Les trois ailes autrefois dédiées aux étables présentent peu d’intérêt photographique, si ce n’est un vieux tracteur figé dans le temps. Le corps de ferme, en revanche, offre un véritable voyage dans le passé.
L’accès est étonnamment simple : l’une des chambres est dépourvue de fenêtre, laissant une ouverture sur l’intérieur. La situation isolée du lieu et cette entrée évidente m’ont rapidement mis en confiance. S’ensuivent alors près de quatre heures de prise de vue, durant lesquelles je ne savais plus où poser mon regard.
Entre la salle à manger qui se dégrade lentement, les trois petites chambre, dont l’une particulièrement restée dans son jus et, de manière surprenante, une cuisine plus moderne et encore en bon état, cette exploration s’est révélée aussi riche que captivante. Les fleurs en soie, intactes sur les tables et les meubles, donnaient presque l’impression qu’une présence silencieuse veille encore sur les lieux.
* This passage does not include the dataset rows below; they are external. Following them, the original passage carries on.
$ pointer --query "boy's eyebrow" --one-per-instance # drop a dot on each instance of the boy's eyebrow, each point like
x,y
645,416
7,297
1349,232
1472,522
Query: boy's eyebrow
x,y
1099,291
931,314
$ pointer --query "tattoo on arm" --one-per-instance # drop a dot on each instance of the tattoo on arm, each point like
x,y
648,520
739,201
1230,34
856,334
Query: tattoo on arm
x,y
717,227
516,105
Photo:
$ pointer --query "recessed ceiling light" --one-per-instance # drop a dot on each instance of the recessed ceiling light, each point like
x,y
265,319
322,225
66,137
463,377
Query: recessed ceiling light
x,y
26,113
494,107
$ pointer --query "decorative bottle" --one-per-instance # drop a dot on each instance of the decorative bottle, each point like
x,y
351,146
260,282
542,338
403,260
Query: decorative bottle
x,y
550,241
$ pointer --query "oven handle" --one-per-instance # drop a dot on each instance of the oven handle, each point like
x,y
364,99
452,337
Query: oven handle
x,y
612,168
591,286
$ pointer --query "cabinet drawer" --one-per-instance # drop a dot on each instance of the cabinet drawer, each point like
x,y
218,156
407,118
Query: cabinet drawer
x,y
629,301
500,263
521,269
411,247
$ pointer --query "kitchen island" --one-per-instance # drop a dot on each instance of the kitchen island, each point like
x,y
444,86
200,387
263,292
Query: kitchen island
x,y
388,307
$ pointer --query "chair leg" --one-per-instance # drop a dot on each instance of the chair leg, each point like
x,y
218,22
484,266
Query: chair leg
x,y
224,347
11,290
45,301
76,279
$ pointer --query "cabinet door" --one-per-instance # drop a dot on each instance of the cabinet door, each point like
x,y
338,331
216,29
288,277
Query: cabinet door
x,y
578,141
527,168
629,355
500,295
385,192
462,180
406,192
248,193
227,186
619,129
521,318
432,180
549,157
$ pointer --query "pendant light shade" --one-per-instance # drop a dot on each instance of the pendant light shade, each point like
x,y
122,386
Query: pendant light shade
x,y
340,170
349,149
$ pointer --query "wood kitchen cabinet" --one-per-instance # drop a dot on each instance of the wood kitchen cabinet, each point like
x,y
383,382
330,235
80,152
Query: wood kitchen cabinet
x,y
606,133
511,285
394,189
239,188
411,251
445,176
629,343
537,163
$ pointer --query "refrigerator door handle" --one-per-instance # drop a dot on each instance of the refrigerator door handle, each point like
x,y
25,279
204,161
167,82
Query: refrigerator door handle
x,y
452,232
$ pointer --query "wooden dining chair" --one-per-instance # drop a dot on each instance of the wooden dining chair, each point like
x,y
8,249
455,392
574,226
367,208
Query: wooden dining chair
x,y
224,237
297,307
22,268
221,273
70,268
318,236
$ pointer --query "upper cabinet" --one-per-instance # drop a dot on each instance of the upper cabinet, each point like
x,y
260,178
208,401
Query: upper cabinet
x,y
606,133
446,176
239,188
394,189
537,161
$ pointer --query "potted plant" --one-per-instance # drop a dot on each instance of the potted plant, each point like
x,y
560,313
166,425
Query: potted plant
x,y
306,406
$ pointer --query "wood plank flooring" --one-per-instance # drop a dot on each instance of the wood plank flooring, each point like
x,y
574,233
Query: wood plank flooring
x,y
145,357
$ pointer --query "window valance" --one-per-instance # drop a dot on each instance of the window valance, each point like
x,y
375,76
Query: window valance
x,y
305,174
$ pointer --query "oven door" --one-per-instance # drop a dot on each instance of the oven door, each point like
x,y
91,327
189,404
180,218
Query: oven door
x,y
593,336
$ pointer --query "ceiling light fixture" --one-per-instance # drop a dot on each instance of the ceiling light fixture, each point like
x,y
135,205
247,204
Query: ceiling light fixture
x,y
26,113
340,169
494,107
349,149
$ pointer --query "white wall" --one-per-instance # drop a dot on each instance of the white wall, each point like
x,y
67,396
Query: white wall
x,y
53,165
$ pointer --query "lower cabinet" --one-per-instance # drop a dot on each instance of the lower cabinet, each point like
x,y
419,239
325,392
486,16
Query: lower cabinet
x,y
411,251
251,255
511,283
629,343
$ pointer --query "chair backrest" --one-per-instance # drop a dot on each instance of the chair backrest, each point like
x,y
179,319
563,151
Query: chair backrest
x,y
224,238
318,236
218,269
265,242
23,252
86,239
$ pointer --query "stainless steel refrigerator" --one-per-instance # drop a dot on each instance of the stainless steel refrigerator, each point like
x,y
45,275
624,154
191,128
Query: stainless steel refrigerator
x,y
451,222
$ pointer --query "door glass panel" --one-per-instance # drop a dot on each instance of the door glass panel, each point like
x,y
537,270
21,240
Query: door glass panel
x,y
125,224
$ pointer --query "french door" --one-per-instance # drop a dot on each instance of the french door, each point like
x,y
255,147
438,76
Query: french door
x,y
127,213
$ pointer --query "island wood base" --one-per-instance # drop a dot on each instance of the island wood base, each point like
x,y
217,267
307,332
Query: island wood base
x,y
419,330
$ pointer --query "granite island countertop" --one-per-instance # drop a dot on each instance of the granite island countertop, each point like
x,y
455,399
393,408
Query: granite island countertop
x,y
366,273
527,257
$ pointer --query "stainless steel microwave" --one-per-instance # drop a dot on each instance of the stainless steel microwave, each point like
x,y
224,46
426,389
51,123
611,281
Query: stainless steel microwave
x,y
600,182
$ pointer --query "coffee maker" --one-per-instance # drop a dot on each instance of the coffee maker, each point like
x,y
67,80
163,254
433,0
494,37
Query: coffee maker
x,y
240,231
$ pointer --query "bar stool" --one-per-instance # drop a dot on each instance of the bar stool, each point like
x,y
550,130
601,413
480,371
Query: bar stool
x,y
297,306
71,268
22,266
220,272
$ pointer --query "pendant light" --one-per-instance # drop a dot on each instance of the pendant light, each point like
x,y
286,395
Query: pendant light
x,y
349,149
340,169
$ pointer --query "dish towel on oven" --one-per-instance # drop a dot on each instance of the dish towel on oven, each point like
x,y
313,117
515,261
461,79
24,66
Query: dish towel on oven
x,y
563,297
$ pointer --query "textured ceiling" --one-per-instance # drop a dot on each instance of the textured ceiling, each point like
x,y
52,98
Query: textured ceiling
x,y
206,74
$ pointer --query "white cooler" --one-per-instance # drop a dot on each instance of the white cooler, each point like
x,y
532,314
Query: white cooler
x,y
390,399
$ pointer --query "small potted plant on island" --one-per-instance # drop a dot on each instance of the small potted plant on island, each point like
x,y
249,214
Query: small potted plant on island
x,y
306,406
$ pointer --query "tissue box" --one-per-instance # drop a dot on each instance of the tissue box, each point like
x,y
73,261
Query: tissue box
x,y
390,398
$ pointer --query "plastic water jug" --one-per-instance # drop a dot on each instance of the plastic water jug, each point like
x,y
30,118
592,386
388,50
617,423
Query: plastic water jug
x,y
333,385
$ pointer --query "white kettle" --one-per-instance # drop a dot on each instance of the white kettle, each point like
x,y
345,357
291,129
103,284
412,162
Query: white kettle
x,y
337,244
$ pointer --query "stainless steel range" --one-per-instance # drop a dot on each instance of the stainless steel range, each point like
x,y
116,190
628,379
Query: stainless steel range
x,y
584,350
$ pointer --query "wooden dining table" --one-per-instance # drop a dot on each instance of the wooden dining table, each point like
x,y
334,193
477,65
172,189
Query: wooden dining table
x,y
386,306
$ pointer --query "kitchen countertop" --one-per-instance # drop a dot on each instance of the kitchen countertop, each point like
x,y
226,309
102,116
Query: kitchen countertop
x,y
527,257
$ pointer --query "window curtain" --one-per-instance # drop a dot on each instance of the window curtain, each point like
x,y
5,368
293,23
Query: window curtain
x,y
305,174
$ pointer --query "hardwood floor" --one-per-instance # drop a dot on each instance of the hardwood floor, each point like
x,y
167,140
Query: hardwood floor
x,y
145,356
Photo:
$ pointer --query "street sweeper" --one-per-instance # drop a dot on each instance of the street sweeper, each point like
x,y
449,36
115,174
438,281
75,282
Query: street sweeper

En repartant, je croise un tracteur se dirigeant vers la ferme. Un simple signe de la main, puis je reprends la route, les images encore plein la tête.
Pourquoi « Ferme Z. » ?
Il arrive que certains lieux explorés héritent d’un nom lié à leur localisation : une rue, un détail du voisinage, ou simplement l’initiale de la ville où ils se trouvent. C’est ainsi que cette ferme a été baptisée « Ferme Z. », un nom discret, presque codé, qui préserve l’anonymat du lieu tout en lui donnant une identité.